« C’était mieux avant »… Sûrement, peut-être, mais pas forcément. Surtout qu’il est tout aussi délicat de prétendre que tout ait mieux fonctionné depuis. D’où l’heureuse réédition de La France de Jean Yanne, mythique « essai » signé Dominique de Roux dans les seventies, et aujourd’hui réédité, même si amputé de la préface de Jean Yanne, mais texte avec bonheur remplacé par celui de Richard Millet, désormais médiatiquement un brin carbonisé, tel que Dominique de Roux le fut un peu en son temps.
De quoi s’agit-il exactement ? Pas d’un véritable livre. Pas plus que d’un essai, fort d’un début, d’une fin et d’un milieu. Mais d’un recueil d’aphorismes, de réflexions, de petites notes dont on voit bien qu’elles ont été glanées au fil de la plume ou des impressions du moment, sur le zinc du bistrot, discourant avec un copain de passage ou le cuir d’un canapé, un agréable bouquin à la main.

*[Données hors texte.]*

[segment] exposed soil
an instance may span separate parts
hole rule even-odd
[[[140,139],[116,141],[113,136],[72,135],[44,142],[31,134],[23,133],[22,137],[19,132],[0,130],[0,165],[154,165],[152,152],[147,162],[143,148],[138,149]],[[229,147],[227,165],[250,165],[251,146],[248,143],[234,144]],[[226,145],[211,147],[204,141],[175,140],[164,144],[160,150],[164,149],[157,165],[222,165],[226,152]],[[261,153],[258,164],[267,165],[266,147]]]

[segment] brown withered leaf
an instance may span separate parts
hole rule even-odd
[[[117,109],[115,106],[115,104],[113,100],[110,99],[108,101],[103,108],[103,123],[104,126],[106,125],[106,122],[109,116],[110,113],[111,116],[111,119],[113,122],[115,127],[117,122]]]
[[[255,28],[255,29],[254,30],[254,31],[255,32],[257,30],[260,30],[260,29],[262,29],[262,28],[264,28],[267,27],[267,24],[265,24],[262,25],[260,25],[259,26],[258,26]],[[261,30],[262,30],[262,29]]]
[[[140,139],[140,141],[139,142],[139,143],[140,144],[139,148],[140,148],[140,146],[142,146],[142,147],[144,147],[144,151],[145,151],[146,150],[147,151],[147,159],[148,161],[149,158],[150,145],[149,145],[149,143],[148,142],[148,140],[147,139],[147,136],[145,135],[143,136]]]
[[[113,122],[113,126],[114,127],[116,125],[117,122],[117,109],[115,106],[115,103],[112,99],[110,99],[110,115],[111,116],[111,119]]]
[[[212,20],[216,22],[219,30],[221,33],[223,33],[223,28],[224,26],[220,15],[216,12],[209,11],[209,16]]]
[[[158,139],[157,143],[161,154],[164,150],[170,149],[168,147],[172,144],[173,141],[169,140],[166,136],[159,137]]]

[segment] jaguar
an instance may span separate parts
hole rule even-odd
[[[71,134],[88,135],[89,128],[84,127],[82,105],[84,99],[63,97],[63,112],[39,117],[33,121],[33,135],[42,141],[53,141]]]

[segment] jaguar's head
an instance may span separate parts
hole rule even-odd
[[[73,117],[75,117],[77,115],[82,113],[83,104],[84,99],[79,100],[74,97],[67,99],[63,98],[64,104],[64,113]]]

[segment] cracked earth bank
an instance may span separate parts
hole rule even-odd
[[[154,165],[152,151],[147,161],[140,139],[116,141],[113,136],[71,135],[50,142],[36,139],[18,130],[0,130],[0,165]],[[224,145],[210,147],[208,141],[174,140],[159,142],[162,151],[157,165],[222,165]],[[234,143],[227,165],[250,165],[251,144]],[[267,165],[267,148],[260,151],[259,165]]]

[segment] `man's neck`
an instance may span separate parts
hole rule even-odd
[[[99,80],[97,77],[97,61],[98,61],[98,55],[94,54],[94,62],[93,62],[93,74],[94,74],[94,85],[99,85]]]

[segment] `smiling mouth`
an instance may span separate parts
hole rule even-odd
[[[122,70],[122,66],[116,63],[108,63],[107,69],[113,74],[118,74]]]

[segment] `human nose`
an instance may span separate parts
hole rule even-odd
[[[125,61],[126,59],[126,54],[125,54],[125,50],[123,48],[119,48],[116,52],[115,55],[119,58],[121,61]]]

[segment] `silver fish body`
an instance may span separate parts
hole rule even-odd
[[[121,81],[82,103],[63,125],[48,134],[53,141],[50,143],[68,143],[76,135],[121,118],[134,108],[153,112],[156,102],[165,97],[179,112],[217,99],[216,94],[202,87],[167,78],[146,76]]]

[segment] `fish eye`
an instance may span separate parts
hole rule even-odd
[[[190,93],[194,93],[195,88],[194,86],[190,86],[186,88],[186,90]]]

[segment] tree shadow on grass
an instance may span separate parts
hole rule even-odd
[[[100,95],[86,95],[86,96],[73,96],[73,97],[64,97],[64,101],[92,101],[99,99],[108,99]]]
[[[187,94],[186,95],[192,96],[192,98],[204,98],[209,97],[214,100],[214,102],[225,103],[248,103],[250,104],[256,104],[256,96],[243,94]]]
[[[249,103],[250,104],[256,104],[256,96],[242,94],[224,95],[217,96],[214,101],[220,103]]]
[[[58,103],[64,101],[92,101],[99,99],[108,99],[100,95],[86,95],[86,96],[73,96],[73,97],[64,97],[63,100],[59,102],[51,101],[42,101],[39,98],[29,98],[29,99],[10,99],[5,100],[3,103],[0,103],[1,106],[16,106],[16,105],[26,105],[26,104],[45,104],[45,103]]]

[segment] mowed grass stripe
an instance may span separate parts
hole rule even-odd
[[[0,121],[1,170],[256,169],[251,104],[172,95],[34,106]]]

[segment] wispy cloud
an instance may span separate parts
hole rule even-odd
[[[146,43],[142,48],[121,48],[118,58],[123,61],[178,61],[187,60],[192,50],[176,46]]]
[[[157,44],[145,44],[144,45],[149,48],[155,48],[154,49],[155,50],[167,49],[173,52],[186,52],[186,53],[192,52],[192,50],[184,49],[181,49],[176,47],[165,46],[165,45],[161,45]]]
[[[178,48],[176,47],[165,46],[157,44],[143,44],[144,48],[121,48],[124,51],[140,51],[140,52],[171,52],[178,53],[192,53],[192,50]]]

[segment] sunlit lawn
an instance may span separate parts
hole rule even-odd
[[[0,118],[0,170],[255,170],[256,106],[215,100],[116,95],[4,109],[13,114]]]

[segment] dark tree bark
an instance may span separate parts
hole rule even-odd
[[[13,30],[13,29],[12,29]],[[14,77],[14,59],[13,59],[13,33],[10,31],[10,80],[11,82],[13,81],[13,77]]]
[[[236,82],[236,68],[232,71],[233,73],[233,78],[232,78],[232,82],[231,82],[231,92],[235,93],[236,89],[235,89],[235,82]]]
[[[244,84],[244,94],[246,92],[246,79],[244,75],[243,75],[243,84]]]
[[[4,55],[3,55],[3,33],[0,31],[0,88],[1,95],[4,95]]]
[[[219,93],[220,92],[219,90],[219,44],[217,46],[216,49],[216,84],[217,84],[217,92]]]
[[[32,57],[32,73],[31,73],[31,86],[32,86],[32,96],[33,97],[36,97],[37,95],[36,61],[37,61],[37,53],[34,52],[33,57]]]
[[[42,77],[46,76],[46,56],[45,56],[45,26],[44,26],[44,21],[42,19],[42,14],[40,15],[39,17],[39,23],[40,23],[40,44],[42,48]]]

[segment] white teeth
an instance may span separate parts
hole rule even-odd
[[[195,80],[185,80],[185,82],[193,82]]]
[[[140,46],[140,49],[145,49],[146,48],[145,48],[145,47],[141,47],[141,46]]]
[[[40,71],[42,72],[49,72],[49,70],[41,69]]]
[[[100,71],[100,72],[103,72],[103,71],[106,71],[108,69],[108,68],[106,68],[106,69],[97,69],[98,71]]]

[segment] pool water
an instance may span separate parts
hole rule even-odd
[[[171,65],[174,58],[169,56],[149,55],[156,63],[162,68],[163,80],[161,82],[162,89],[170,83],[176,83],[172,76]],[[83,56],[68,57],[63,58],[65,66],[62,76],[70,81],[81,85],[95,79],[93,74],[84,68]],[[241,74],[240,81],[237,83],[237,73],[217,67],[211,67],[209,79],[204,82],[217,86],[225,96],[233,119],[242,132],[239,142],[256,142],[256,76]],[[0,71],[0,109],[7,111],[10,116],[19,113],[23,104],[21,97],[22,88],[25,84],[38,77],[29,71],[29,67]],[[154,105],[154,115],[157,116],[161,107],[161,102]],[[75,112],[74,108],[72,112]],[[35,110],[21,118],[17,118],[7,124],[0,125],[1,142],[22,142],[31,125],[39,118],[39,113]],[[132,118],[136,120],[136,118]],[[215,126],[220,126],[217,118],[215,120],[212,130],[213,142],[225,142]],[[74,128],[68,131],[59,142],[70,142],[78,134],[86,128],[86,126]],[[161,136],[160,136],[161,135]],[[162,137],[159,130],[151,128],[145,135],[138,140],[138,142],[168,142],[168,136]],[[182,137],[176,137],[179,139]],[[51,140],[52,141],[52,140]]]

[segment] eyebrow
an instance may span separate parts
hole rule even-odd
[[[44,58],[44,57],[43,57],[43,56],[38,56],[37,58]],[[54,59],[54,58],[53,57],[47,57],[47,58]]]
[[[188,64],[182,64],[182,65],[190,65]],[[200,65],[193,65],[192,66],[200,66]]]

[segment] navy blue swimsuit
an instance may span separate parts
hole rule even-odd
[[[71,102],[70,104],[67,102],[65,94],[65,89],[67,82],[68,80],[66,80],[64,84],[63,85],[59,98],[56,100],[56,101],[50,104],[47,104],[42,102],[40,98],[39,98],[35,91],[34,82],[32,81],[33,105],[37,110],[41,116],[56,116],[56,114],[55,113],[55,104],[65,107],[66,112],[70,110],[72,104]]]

Cette France-là, c’est aussi celle de Claude Sautet et de Michel Audiard, des deux Georges (Marchais et Pompidou) ; et même celle de VGE. « VGE », comme on disait autrefois, du temps de « JFK », en attentant celui de « DSK » et, désormais, de « LOL », pour causer en texto contemporain.
Malgré le carcan médiatique « gaullo-communiste », la parole y était autrement plus libre que sous le nôtre, celui de cette bien-pensance à la fois libérale et libertaire. On l’aura compris, Dominique de Roux n’était pas Charlie.
Un exemple ? Celui-ci, picoré au gré de ces pages toutes plus foldinguettes et flamboyantes les unes que les autres : « Cette jeune provinciale me dit : “On m’a bourré la tête, j’ai quitté la Creuse, j’ai tout plaqué. Je me suis retrouvée avec mes deux valises sur le quai de la gare d’Austerlitz ; deux jours après, femme de ménage”. » Et ce petit dernier pour la route : « UDR ou PSU. Salle cafardeuse de bourgeoises pleurant à l’évocation de 1968. Après, je me suis invité chez Wepler, où j’ai dîné de soixante huîtres. »
Bon, en gros, tout y est. Le conformisme et la jobardise. Gauche roublarde et droite égoïste ; ou le contraire. Les fausses révoltes et les véritables postures ; la langue de coton et le goulag mou.
Il n’est pas anodin de rappeler que cette petite bombe de papier ait été amorcée en 1974, alors que la France faisait un triomphe au film de Jean Yanne, Les Chinois à Paris. Frileuse, une certaine droite jouait à s’en faire peur, estimant que tout cela pourrait bien arriver un jour. Sourcilleuse, une certaine gauche s’offusquait qu’on puisse railler l’œuvre du Grand Timonier. Mais au moins pouvait-on encore à peu près causer, ce qui est si peu le cas par les temps qui courent.
Nous ne vivons plus dans la France de Jean Yanne. D’où l’urgence de lire ce livre, ne serait-ce que pour un petit plaisir littéraire et politique, coupable autant que rétrospectif.